Luis Moreno-Ocampo, the ICC prosecutor who called for an arrest warrant to be issued in July last year, said that al-Bashir must be arrested “to stop him from destroying evidence and committing new crimes”.
“It is time to protect the victims, to stop bombing civilians, to stop rapes, to stop the crimes,” he said after the judges’ decision was announced.
Moreno-Ocampo says he has strong evidence that al-Bashir personally instructed his forces to annihilate three ethnic groups – the Fur, the Masalit and the Zaghawa – and says about 2.5 million people have been victimised by his actions.
The panel decided there was insufficient evidence to support additional charges of genocide requested by the prosecution.
The UN says up to 300,000 people have died since conflict broke out in the western Darfur region in 2003, when ethnic minority fighters took up arms against Sudan’s Arab-dominated administration for a greater share of resources and power.
The ICC has no powers to enforce its own arrest warrants, but suspects can be arrested on the territory of states which have signed up to the court’s founding Rome Statute.
|Al-Bashir has refused to recognise the authority of the ICC [AFP]|
“The court doesn’t have a police force and therefore relies on those countries who have signed up to the court … to use their power and their police forces to make the arrest,” Stuart Alford, of the war crimes committee at the International Bar Association, said.
“As long as he is president and retains power within his borders … it will be practically difficult to enforce his arrest,” he told Al Jazeera.
Moreno-Ocampo said Sudan was obliged under international law to carry out the arrest on its territory.
“If it does not, the UN Security Council will need to ensure compliance,” he said.
But Abdel Basit Sabdarat, Sudan’s justice minister, said on Wednesday that Khartoum would not co-operate with the ICC.
“It has no jurisdiction, it is a political decision,” he said.
The president has refused to acknowledge the authority of the court and, ahead of the announcement, he told reporters that any attempt to prosecute him would have “no value”.
Sudan revoked the operating licences of up to 10 aid agencies in the country on Wednesday, the UN said.
Alun McDonald, a spokesman for Oxfam, one of the agencies to have its licence revoked, said it was “going to have a devastating effect on hundreds of thousands of people”.
“We work with 600,000 people in north Sudan, 400,000 of them in Darfur. It is of the utmost importance the government agrees to let us continue that work.”

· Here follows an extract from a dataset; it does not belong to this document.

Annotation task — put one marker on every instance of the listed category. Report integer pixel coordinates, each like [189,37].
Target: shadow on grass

Al Jazeera’s Mohammed Adow, reporting from Juba in southern Sudan, said that the issuing of the warrant could harm the stability of Africa’s largest nation.
“No doubt this is a decision that is going to have wide-reaching ramifications on Sudan’s stability,” he said. “Definitely it is going to embolden the rebels in Darfur.
“Also at stake are agreements that have been signed across the country with various rebels, and chief among them the comprehensive peace agreement that has given autonomy to the south.”
The Khartoum government signed a deal with rebel forces in the south in 2005 to end 21 years of fighting.
China, the African Union and the Arab League have suggested an indictment could worsen the Darfur conflict and destabilise the entire region.